The days of actors getting props for navigating between film and television projects are long gone. It’s no longer all that impressive to line a resume with movie and shows, simply because the landscape has shifted to include lots more than just traditional theatrical releases and broadcast television. The streaming world is massive, films can still break out on VOD, and the lines have been redrawn. Still impressive, though? Kathryn Hahn, who moves between worlds with such ease that she doesn’t even make a distinction between them.
“I really don’t see the difference anymore, especially with these incredible short order television series, like eight to 10 episodes,” Hahn said in a recent interview with IndieWire. “It’s a movie slot, basically, [that] you’re doing. That’s why I think you’re getting these fabulous, incredible major movie stars that are willing to commit [to these shows]. … You’re able to really kind of sink into an arc of a story over a longer period of time.”

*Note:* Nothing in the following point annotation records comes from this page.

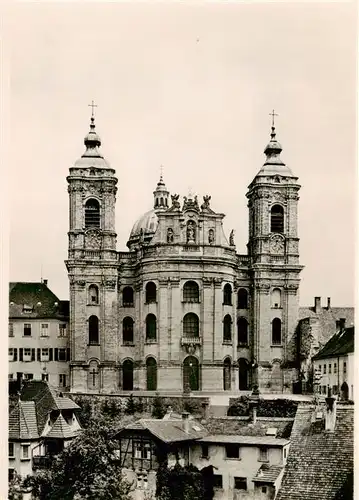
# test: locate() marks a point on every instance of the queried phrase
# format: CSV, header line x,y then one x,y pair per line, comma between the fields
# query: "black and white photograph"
x,y
180,197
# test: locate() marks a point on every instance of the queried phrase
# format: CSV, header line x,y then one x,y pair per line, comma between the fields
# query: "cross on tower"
x,y
92,105
273,114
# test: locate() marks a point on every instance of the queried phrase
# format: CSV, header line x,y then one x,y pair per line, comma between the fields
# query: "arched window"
x,y
93,294
127,297
227,374
93,331
227,328
276,331
151,327
92,213
127,330
227,295
190,292
277,219
242,299
191,325
127,375
243,374
151,292
242,330
151,374
93,378
190,374
276,298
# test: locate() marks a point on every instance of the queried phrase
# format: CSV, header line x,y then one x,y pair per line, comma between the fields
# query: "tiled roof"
x,y
61,429
23,421
246,440
340,344
169,431
267,473
320,463
232,426
39,298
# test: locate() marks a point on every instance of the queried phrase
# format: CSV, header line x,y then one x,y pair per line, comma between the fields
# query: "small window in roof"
x,y
271,431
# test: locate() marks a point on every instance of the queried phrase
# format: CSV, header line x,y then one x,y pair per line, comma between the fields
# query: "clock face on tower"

Hahn’s not kidding about what she calls a “blurry moment of where you can see things,” and it’s one the actress has fully embraced in recent years. Alongside a box office hit like “A Bad Moms Christmas” or an indie standout like “Flower,” Hahn has recently contributed her talents to streaming series like the dearly-departed “I Love Dick” and “Transparent.” Later this month, she’ll be seen in Tamara Jenkins’ “Private Life,” a bonafide indie that debuted at Sundance, where it was picked up by Netflix.
“I think like a traditional 22-episode network show does not sound as appealing anymore, just because I think it’s hard to maintain,” Hahn said. “I’m really in awe of shows that can maintain quality, because they are out there, and I’m always in crazy awe of that. I loved ‘Parks and Recreation,’ and I was just in awe of the talent on that show, and that they could maintain it over that amount of episodes. That blew my mind. That group was incredible.”
Still, even Hahn has managed to hone in on at least one sweet spot: shorter series with those meaty arcs. That’s what she’s gearing up for next, thanks to HBO’s limited series adaptation of Tom Perrotta’s novel “Mrs. Fletcher.” Hahn will star in the series’ title role — a bored divorcee reeling from the recent departure of her college-age son, who starts dabbling in internet porn and finds her world changed — in what she promises will be one of those “eight to 10 episodes per season” programs she likes. They’ll start shooting in November, and Hahn can’t wait.
Jessica Brooks / Amazon Studios
“I love it. I met with Tom Perrotta, and this was before even Jessi Klein, the amazing Jessi Klein, and Nicole Holofcener were involved,” she said, noting just two of the series’ most exciting executive producers. “I just thought I found him to be a real deep feeler. I love his writing, and I was really interested that he wrote this role. I really wanted to get inside of the why of that, and weasel my way in there into that brain. I was excited that he wrote her in the third person.”
As with many of her recent roles, “Mrs. Fletcher” isn’t just a female-centric project, it’s also one that explores a period of a woman’s life that typically doesn’t get a lot of screen time. Paired with the porn stuff, and it’s a hot-button series with a compelling character at its center.
“I think it’s an interesting age in a woman’s life,” Hahn said. “I love the idea of a dual coming-of-age story. I think the idea of online porn is an interesting place to start as a jumping off point for a woman and her son who are embarking on this new chapter in their lives. And just in terms of consent, and intimacy, and relationships, and vulnerability, and all that. I’m really excited to dig in.”
While Hahn may talk about shows like “Parks and Recreation” with all the affection of a fan, that admiration is also steeped in insider knowledge: after all, she did get her own recurring character on the beloved NBC sitcom. As brassy political strategist Jennifer Barkley, Hahn appeared in 11 episodes throughout the show’s run. Despite nearly two decades in the industry, it’s that role that gets her the “rare” on-the-street reaction.
“It’s so rare, but if it’s for anything, it’s like for ‘Parks and Rec,’ oddly enough, which I’m always really proud of,” she said when asked about the roles people recognize her the most for. “But, boy, do people love that show. I’m so proud that I was anywhere a part of that. … I’m always like, ‘Gosh, that was so long ago, and I was so young, and kind of duded up.’ It’s always so awesome. God, people love that damn show. It’s so good, though. I feel like, it was ahead of its time. Wouldn’t that be great if it was on right now? We need some optimism in politics.”
The series may have gone off the air in 2015, but these days, it’s enjoying its own renaissance in Hahn’s own home.
“I started watching with my kids, and they love everybody, except they think I’m the most boring part of it,” Hahn said. “I’m like, of course. They’re obsessed with Amy, obsessed with Aubrey, obsessed with everybody. Chris Pratt, obsessed with.”
With one exception: Hahn herself. “They love everybody else. I’m just boring in it to them. I’ll never be cool. That’s okay.”